A case should be filed in the district court where the defendant resides, where the defendant’s business is located, or where the transaction involved in the case occurred. Where the case is filed is called venue. Filing in the wrong district court can postpone your case being heard, force you to pay additional filing and service fees, and/or have your case be dismissed. District court staff is prohibited by law from providing you legal advice, but we do recommend contacting them to confirm that the district court’s geographical jurisdiction covers the area where your case occurred.

Types of Cases in Small Claims Court

Small claims court only handles civil cases where the amount in dispute is $6,000 or less. A court can only award money in a small claims court case. If a party is seeking property or specific performance, the case should not be filed in small claims court. Common types of cases handled in small claims court include the following:

  • landlord and tenant dispute about the return of a security deposit
  • Contractual dispute including performance or payment
  • automobile accident where insurance isn’t available or does not cover the damages

Small claims court does not handle the following types of cases:

  • Any intentional harm
  • Assault and Battery
  • Libel
  • Slander

Who Listens to a Small Claims Court Case in Dickinson County?
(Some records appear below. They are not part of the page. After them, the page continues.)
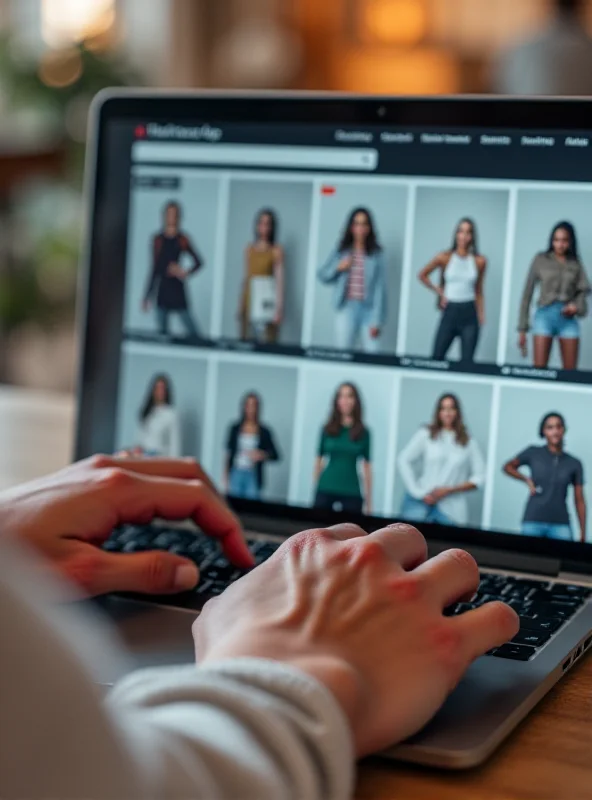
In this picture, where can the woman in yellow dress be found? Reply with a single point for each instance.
(264, 278)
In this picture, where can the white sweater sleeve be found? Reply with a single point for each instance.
(244, 728)
(408, 458)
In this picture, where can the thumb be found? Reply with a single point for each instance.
(152, 572)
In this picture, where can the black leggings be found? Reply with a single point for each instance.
(339, 502)
(458, 319)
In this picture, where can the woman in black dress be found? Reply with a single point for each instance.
(167, 277)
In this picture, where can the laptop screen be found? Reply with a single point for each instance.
(386, 320)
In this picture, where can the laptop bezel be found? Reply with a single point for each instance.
(304, 108)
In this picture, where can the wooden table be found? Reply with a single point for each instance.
(548, 758)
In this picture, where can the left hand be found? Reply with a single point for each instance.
(67, 517)
(569, 310)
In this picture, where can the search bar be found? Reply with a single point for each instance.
(255, 155)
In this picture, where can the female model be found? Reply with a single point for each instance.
(264, 261)
(460, 293)
(159, 431)
(441, 463)
(345, 441)
(167, 278)
(562, 298)
(551, 471)
(249, 446)
(357, 270)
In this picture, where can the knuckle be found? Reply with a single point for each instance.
(156, 572)
(366, 551)
(464, 560)
(82, 569)
(114, 478)
(446, 643)
(406, 587)
(504, 617)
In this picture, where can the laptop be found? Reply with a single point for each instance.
(422, 348)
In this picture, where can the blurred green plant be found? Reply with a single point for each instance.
(47, 99)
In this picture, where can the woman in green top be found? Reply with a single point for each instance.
(345, 440)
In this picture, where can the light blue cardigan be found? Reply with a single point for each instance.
(374, 280)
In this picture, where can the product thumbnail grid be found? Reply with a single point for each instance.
(462, 450)
(472, 273)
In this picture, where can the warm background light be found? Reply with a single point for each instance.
(417, 71)
(65, 22)
(401, 22)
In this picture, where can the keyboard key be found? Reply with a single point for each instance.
(531, 637)
(517, 652)
(543, 624)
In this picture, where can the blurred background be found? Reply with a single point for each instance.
(56, 54)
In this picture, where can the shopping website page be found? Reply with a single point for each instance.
(388, 321)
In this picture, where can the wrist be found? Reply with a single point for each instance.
(341, 679)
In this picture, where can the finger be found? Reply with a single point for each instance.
(152, 572)
(182, 468)
(346, 530)
(489, 626)
(450, 576)
(403, 544)
(140, 498)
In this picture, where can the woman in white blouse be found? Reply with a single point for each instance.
(159, 432)
(439, 466)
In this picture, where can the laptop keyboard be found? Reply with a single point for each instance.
(543, 606)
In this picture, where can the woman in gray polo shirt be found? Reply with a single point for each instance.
(551, 471)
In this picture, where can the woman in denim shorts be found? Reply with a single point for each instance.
(563, 288)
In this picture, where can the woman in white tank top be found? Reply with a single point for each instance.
(460, 293)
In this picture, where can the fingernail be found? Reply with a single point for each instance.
(186, 576)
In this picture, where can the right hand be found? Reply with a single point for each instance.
(363, 615)
(345, 264)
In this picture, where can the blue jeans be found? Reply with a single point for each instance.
(162, 315)
(549, 321)
(414, 510)
(548, 530)
(243, 483)
(354, 320)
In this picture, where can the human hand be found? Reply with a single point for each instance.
(363, 614)
(67, 516)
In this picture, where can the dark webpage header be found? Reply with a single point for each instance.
(478, 153)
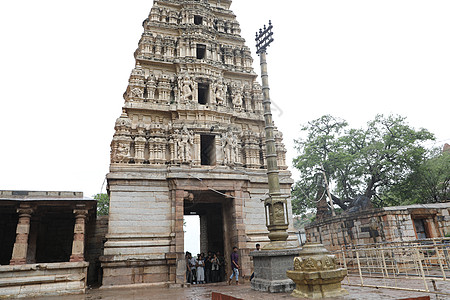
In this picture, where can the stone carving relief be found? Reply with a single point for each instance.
(230, 148)
(221, 93)
(187, 89)
(182, 145)
(237, 96)
(139, 145)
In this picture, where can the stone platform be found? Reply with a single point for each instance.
(33, 280)
(270, 270)
(243, 291)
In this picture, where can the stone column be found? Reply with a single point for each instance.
(180, 272)
(19, 256)
(78, 235)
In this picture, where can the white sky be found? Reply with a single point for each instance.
(64, 66)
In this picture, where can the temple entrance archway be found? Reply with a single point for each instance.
(216, 227)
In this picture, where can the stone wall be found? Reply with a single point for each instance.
(94, 248)
(43, 279)
(390, 224)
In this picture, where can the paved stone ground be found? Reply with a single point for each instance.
(243, 291)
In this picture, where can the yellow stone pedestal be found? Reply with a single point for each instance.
(316, 274)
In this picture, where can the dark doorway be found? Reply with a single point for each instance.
(8, 225)
(201, 51)
(208, 150)
(55, 237)
(213, 211)
(421, 231)
(198, 20)
(203, 93)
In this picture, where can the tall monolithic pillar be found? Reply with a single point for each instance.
(79, 235)
(19, 256)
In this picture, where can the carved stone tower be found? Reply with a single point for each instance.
(190, 140)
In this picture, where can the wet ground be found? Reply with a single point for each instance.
(243, 291)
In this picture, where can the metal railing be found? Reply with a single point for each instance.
(421, 265)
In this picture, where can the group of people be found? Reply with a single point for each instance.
(209, 269)
(203, 269)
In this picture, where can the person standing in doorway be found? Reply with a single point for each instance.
(258, 248)
(193, 265)
(234, 266)
(215, 268)
(208, 271)
(188, 268)
(222, 265)
(200, 269)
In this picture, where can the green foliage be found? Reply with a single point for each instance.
(368, 161)
(429, 183)
(102, 204)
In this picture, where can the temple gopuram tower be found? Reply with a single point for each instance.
(189, 141)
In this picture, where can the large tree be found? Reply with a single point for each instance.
(367, 161)
(430, 183)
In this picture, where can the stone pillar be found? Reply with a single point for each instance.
(19, 256)
(180, 195)
(32, 239)
(78, 235)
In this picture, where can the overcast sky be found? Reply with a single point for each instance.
(64, 66)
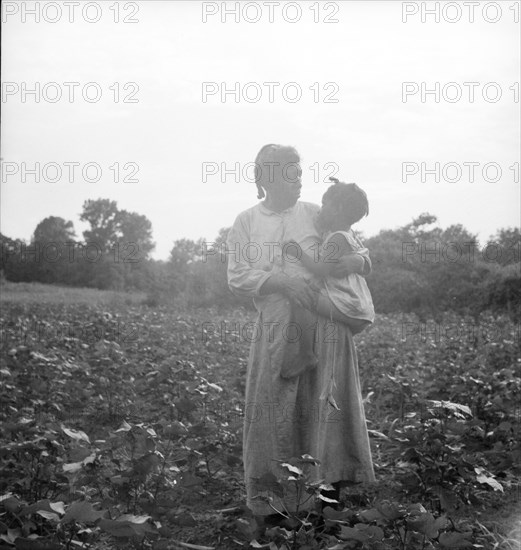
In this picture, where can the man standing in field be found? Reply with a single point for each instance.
(286, 418)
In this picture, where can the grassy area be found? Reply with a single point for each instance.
(128, 419)
(53, 294)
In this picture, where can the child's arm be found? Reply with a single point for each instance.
(336, 250)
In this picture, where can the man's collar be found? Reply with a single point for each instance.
(269, 212)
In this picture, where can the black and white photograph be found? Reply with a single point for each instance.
(260, 275)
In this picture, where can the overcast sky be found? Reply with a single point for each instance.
(169, 132)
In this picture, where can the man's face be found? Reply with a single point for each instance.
(286, 175)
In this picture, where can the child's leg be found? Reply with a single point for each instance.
(326, 308)
(299, 355)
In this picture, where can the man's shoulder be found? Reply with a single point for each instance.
(248, 213)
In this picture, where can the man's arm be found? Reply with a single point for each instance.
(337, 260)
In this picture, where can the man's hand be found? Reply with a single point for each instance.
(350, 263)
(299, 292)
(292, 249)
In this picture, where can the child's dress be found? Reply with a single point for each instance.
(350, 295)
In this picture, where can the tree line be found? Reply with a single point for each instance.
(419, 267)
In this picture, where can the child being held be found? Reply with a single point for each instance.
(346, 300)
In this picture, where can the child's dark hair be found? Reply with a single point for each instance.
(351, 200)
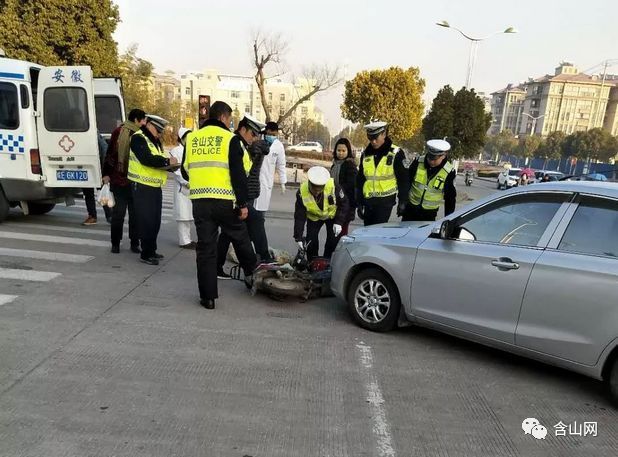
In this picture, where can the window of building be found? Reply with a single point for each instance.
(593, 229)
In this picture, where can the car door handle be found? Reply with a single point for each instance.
(504, 263)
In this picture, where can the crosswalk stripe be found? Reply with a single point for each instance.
(43, 255)
(52, 239)
(5, 299)
(27, 275)
(58, 228)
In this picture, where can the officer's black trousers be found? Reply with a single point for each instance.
(148, 201)
(377, 214)
(257, 235)
(210, 215)
(124, 200)
(417, 213)
(313, 231)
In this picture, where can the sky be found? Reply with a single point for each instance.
(191, 35)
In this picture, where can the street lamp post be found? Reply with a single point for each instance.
(534, 119)
(474, 42)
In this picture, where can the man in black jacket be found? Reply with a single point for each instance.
(382, 177)
(248, 128)
(148, 165)
(433, 182)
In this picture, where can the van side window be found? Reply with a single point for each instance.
(9, 112)
(25, 96)
(65, 109)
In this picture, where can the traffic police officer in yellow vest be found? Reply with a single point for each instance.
(382, 177)
(148, 166)
(216, 165)
(319, 202)
(432, 179)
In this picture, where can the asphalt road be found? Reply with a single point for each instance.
(101, 355)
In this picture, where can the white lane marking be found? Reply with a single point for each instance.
(27, 275)
(52, 239)
(381, 429)
(43, 255)
(6, 299)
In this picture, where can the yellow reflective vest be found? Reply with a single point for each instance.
(314, 212)
(207, 163)
(380, 181)
(429, 194)
(153, 177)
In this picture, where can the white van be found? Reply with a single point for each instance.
(48, 133)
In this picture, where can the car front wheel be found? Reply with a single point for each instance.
(373, 300)
(613, 381)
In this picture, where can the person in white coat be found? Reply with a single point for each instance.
(183, 209)
(275, 160)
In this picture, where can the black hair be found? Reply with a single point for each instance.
(347, 144)
(136, 114)
(219, 109)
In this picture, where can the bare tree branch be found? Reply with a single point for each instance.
(314, 80)
(267, 49)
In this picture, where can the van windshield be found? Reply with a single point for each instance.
(109, 114)
(66, 109)
(9, 112)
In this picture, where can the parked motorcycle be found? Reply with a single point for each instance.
(469, 177)
(302, 279)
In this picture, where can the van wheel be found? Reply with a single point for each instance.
(373, 300)
(4, 206)
(613, 381)
(40, 208)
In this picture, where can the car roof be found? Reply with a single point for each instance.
(603, 188)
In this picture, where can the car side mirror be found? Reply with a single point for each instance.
(444, 231)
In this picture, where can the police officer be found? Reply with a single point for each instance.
(319, 202)
(148, 166)
(216, 165)
(382, 177)
(433, 182)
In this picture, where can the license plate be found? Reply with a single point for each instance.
(71, 175)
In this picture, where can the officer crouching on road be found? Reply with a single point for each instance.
(433, 182)
(382, 177)
(216, 165)
(319, 202)
(148, 166)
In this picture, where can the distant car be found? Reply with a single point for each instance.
(508, 178)
(306, 146)
(531, 271)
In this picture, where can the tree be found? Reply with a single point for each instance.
(504, 143)
(461, 118)
(357, 136)
(528, 146)
(470, 123)
(269, 49)
(393, 95)
(439, 121)
(551, 149)
(136, 74)
(57, 32)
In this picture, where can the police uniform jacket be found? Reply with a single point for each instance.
(238, 174)
(401, 174)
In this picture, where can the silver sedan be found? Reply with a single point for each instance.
(532, 271)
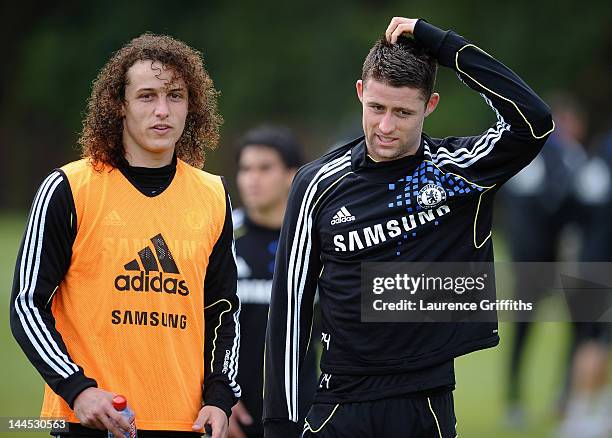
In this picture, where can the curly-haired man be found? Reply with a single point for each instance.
(125, 281)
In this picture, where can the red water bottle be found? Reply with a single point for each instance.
(120, 404)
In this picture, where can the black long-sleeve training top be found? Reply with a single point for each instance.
(345, 209)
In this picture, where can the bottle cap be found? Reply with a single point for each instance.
(119, 402)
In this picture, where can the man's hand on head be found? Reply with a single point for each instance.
(94, 409)
(399, 26)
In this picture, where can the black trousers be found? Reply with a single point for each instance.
(398, 417)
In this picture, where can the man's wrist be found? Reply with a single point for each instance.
(281, 429)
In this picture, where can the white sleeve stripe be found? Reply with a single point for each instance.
(297, 272)
(481, 148)
(29, 315)
(497, 94)
(234, 358)
(292, 314)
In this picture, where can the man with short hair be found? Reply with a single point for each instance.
(395, 194)
(267, 158)
(125, 281)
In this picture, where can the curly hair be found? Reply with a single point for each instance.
(101, 137)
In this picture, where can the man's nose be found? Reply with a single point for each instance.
(387, 124)
(161, 108)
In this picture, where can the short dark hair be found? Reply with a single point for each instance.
(279, 138)
(404, 64)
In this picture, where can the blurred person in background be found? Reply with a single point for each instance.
(539, 204)
(128, 252)
(268, 158)
(589, 408)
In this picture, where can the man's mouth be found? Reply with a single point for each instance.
(161, 128)
(384, 140)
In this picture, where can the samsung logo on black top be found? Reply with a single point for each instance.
(376, 234)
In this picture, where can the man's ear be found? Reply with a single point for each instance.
(432, 103)
(359, 87)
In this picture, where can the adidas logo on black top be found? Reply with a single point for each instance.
(157, 282)
(341, 216)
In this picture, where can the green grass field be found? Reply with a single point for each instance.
(480, 376)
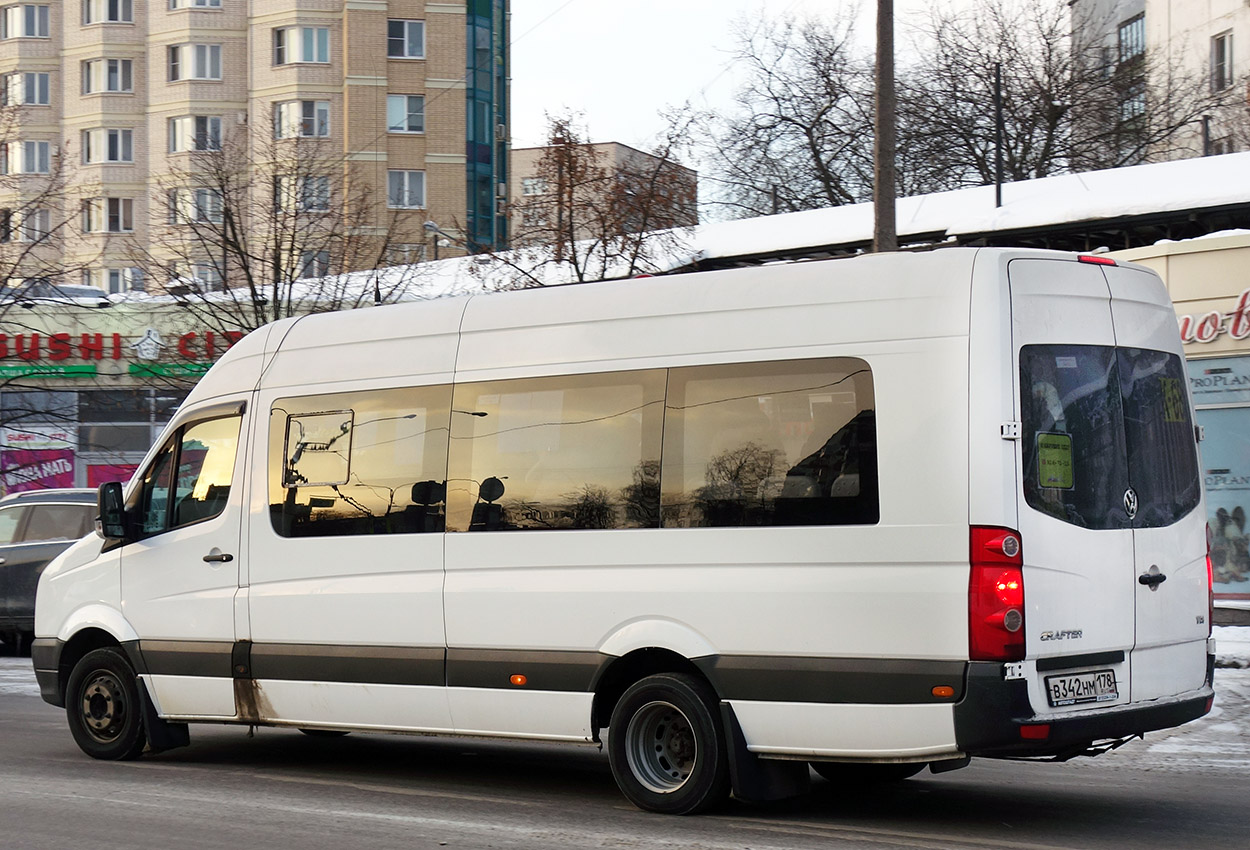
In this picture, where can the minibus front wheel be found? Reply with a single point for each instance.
(666, 745)
(104, 708)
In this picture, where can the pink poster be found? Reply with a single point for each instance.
(36, 469)
(98, 474)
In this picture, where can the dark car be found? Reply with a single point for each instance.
(35, 526)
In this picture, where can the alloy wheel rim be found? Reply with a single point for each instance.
(103, 706)
(660, 746)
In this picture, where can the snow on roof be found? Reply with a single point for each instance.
(1060, 199)
(1063, 199)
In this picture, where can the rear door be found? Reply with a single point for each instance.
(1169, 531)
(1075, 530)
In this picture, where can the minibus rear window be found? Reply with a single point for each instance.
(1100, 421)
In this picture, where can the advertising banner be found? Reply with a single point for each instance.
(1226, 475)
(36, 469)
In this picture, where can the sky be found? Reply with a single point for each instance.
(620, 63)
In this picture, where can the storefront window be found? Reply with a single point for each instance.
(1221, 394)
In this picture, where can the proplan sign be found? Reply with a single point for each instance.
(76, 355)
(1210, 326)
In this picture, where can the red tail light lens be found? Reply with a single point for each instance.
(995, 595)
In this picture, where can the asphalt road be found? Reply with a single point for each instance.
(280, 789)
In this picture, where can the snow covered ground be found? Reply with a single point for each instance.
(1218, 743)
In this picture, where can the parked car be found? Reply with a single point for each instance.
(35, 526)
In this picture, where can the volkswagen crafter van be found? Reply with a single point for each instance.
(871, 515)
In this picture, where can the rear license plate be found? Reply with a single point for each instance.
(1076, 688)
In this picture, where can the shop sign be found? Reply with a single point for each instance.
(38, 438)
(1210, 326)
(46, 370)
(76, 355)
(1220, 380)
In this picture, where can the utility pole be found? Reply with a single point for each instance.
(885, 236)
(998, 134)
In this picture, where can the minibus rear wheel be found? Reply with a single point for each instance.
(103, 706)
(853, 775)
(666, 745)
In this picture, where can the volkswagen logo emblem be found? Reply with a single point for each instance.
(1130, 503)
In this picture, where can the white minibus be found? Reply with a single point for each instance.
(869, 514)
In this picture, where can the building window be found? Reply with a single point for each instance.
(35, 225)
(405, 113)
(304, 194)
(405, 190)
(114, 215)
(301, 118)
(26, 20)
(405, 254)
(25, 158)
(191, 133)
(405, 39)
(313, 264)
(194, 61)
(25, 89)
(1131, 38)
(108, 11)
(108, 75)
(301, 44)
(208, 276)
(1221, 61)
(108, 146)
(114, 280)
(199, 205)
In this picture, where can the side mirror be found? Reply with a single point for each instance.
(111, 521)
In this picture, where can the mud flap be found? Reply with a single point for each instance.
(755, 779)
(161, 734)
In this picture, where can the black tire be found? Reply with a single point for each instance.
(666, 745)
(851, 775)
(103, 705)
Small Claims Court cases do not use juries. A small claims court case is heard by either a judge or an attorney magistrate. Attorney Magistrates are attorneys that have been appointed by the court to assist the court with a variety of legal matters (including hearing small court cases). Due to judicial funding, oftentimes, an attorney magistrate is used to hear a large portion of small claims court cases.

Service of a Defendant in Small Claims Court

Once the case is filed, the court will attempt to provide the defendant with proper notice of the case by giving the defendant a copy of the Affidavit and Claim form initially filled out by the plaintiff. The plaintiff must pay for this cost of service. Service is a way for the court to provide notice to the Defendant of your action so the Defendant can have proper time to respond and appear and provide a defense. The court uses personal service or certified mail to provide proper notice to the defendant.

Preparing for a Hearing in Small Claims Court

Before the hearing, parties should gather all documents, papers, and other evidence related to the case. This includes any contracts, written agreements, receipts, photographs, or videos that involve the subject matter of your case. Both sides will be given the opportunity to present their case. It is strongly recommended you write out what you plan on saying before the hearing (at least an outline or bullet points). If you have witnesses who also have information that will support your position, you should make arrangements to have them present for the hearing so they can present testimony.